Babies. In the same article Shragai goes on to report:
now the Palestinian indoctrination mechanism is even recruiting babies…. Dozens of photos of babies and very young children holding knives that someone stuffed into their tiny hands have been littering social media sites, along with war slogans and other violent texts. The juxtaposition between their innocent, sweet faces and the knives and violent language is immensely disturbing.
Disturbing, and not part of “universal values we all share” (pictures here).
Sanctity of medical care. In the Western world, ambulances are used as ambulances and not for other purposes, and injured people are taken to hospitals. But even these are not “universal values.” During the Second Intifada (2000-2004), as this summary notes,
terrorists frequently used ambulances as a means to transport bombs, guns and other weapons. Many of the terrorists who triggered suicide bombings in Israel gained access to the country by driving or riding in Red Crescent ambulances.
In a Palestinian terror attack near Hebron on November 15 that killed Rabbi Ya’akov Litman (40) and his son Netanel (18),
a Palestinian Red Crescent ambulance [drove] by the scene of the shooting yet did not stop to administer first aid treatment.
Channel 10’s weekly Friday evening newscast aired audio of the call, which confirmed earlier reports on social media that Palestinian paramedics did not tend to the victims of the shooting….
Lies and truth. Lies and distortions occur, of course, wherever there are human beings. But whereas some cultures at least aspire to truth-telling as a value, others (including Western ones under totalitarian regimes) have used lies and distortions systematically. In the current intifada, Israeli columnist Dan Margalit notes,
Palestinian lies have reached new lows…. The Palestinians do not justify terrorist attacks—instead, they claim the attacks are staged by Israel and the attackers are murdered by Israel in a premeditated manner.
The Palestinian authorities use these claims to fuel further rage among the population—and further attacks. Palestinians, they say, are not actually attacking Israelis with knives; Israeli soldiers are planting knives beside the bodies of Palestinians they wantonly kill.
Life and death. Life itself—its sanctity, its desirability—is not a universal value. Hamas’s TV channel has warned Israelis that “[we] love death more than you love life.” Or as Hizballah leader Hassan Nasrallah has put it: “The Jews love life, so that is what we shall take away from them. We are going to win, because they love life and we love death.” Or as a 16-year-old Taliban warrior declared, “War is our best hobby. The sound of guns firing is like music for us…. The Americans love Pepsi Cola, we love death.”

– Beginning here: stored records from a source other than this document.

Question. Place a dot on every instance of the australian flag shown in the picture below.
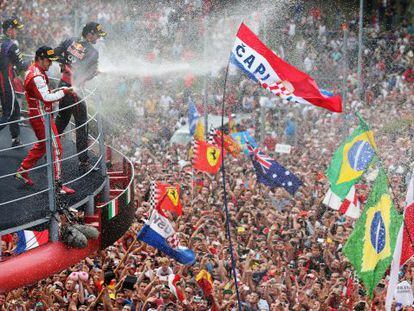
(271, 173)
(193, 116)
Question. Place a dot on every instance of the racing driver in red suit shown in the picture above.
(40, 99)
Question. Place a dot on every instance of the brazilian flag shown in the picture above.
(351, 159)
(371, 245)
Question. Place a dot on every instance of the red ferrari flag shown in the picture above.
(207, 157)
(166, 197)
(262, 65)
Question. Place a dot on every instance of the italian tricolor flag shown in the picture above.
(113, 208)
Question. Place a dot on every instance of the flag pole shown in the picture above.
(226, 209)
(360, 33)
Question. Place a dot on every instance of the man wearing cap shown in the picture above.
(40, 100)
(10, 56)
(79, 64)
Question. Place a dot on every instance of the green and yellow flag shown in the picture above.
(371, 245)
(351, 159)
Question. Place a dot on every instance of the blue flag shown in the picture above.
(159, 233)
(271, 173)
(193, 116)
(243, 138)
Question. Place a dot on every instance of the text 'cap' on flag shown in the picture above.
(262, 65)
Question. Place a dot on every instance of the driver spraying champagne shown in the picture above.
(79, 63)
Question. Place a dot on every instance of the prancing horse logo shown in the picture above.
(173, 195)
(213, 155)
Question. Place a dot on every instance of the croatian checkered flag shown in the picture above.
(211, 134)
(174, 240)
(152, 199)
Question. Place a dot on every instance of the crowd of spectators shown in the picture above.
(287, 249)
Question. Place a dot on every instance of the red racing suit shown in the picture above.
(40, 99)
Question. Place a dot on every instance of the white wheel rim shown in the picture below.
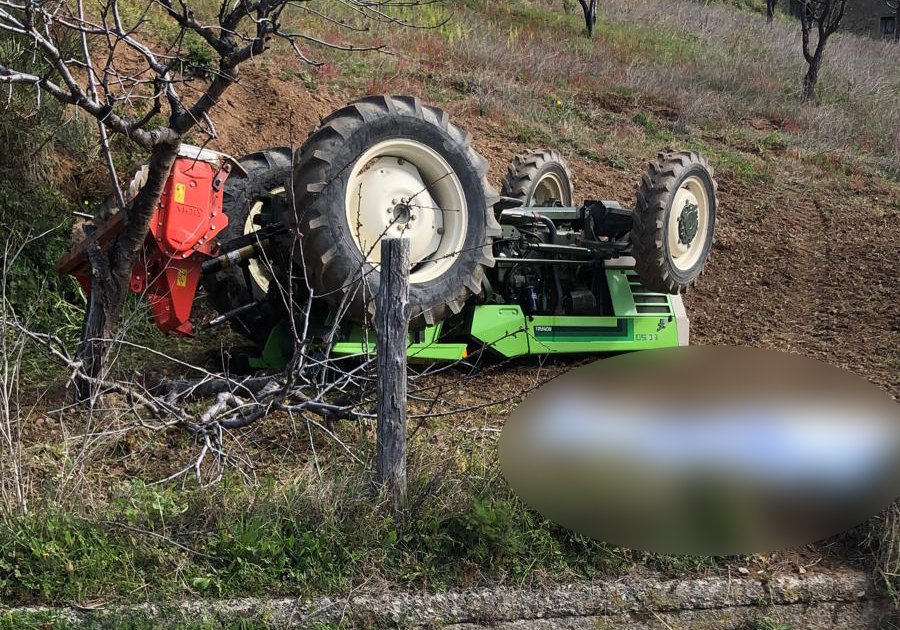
(690, 198)
(548, 189)
(403, 188)
(258, 271)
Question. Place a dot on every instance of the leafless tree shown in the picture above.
(129, 81)
(819, 20)
(590, 15)
(894, 5)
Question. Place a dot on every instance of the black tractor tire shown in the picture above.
(230, 288)
(529, 170)
(335, 266)
(654, 220)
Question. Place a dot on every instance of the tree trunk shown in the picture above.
(111, 270)
(392, 324)
(589, 7)
(897, 25)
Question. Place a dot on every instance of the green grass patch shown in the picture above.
(312, 536)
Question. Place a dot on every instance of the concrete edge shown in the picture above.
(503, 604)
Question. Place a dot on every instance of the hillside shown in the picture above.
(805, 261)
(810, 194)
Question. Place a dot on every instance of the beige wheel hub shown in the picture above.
(402, 188)
(688, 225)
(548, 189)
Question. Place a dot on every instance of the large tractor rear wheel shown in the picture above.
(391, 166)
(674, 221)
(539, 178)
(244, 197)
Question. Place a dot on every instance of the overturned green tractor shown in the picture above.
(520, 272)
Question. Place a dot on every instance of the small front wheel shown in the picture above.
(674, 221)
(539, 178)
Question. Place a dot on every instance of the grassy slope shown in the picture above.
(794, 178)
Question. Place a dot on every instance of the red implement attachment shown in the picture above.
(182, 235)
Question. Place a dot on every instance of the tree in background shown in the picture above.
(824, 17)
(590, 15)
(100, 61)
(894, 5)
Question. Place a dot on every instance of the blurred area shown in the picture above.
(709, 450)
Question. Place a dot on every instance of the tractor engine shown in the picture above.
(549, 261)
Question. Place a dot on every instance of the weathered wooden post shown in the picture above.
(392, 327)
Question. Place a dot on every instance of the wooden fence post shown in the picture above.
(391, 328)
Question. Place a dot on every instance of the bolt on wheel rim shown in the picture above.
(402, 188)
(257, 268)
(688, 223)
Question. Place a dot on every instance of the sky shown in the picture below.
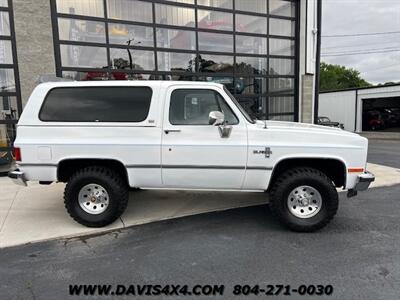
(352, 17)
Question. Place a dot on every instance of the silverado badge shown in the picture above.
(267, 152)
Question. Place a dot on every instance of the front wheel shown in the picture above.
(96, 196)
(303, 199)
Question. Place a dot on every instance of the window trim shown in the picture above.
(216, 92)
(94, 122)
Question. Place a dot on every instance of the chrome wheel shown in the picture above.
(304, 202)
(93, 198)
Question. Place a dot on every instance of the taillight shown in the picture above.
(17, 154)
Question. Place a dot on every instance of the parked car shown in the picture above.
(102, 138)
(325, 121)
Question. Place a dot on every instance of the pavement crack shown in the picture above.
(8, 211)
(123, 223)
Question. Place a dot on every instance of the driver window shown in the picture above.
(192, 107)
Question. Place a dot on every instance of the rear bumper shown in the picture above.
(362, 183)
(364, 180)
(17, 177)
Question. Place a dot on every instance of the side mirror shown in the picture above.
(216, 118)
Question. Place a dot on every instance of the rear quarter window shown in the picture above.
(96, 104)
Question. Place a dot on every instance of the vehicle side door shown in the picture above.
(194, 154)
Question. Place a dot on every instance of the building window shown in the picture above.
(249, 46)
(10, 99)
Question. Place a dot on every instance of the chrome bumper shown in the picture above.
(363, 182)
(17, 177)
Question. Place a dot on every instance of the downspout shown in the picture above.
(317, 60)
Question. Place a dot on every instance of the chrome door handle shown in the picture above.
(171, 130)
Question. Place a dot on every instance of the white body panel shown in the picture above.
(196, 157)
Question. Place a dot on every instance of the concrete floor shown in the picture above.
(385, 152)
(358, 254)
(37, 213)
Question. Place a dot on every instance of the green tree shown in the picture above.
(336, 77)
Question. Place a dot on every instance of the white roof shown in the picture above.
(149, 83)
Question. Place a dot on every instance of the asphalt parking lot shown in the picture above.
(384, 152)
(358, 253)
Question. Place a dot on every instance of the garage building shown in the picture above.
(363, 109)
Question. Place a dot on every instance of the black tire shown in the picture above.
(115, 186)
(290, 180)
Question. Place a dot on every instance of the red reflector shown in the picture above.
(355, 170)
(17, 154)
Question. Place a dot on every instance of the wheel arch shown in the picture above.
(66, 167)
(333, 167)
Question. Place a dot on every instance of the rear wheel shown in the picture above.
(95, 196)
(303, 199)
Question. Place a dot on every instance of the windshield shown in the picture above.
(244, 113)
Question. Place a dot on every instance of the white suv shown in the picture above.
(104, 137)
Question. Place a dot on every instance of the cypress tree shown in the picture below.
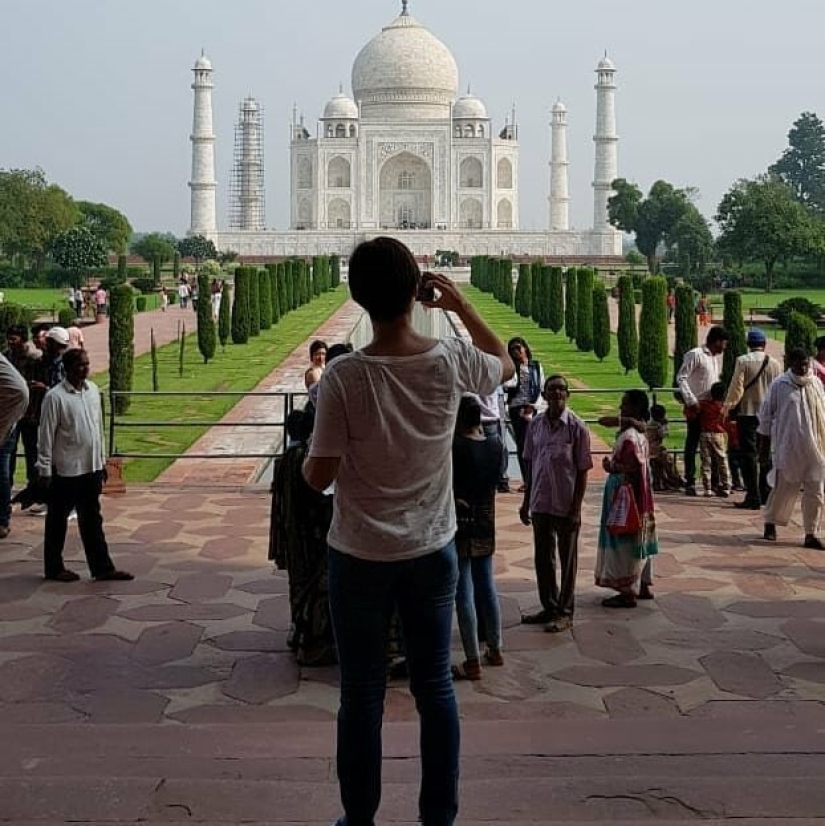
(571, 303)
(240, 307)
(225, 316)
(121, 344)
(800, 332)
(274, 292)
(207, 341)
(601, 321)
(653, 351)
(627, 334)
(734, 322)
(254, 302)
(265, 299)
(686, 332)
(523, 291)
(584, 320)
(555, 302)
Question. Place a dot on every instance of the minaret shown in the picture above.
(559, 185)
(203, 185)
(606, 142)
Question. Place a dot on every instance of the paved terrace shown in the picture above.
(173, 698)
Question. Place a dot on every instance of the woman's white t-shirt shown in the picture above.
(390, 419)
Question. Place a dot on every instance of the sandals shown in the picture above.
(470, 670)
(620, 601)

God. “Allahu Akbar!”—God is greater—is the most dangerous phrase in today’s world. It was shouted by the Paris mass-murderers and is, of course, heard in countless other places as murders and mass murders are attempted or committed. It obviously comes from a cultural ambience and is not only espoused by attackers themselves. The notion of God as a being who wants people to be kind and merciful is, then, far from universal. Someone who believes in a God who wants so much bloodshed has a profoundly different mindset, and different values, from someone for whom such a belief is anathema.
President Obama, then—not uncharacteristically—read the significance of the Paris attacks wrong. It was an attack on a part of humanity and their values, values that, lamentably, much of the world does not share.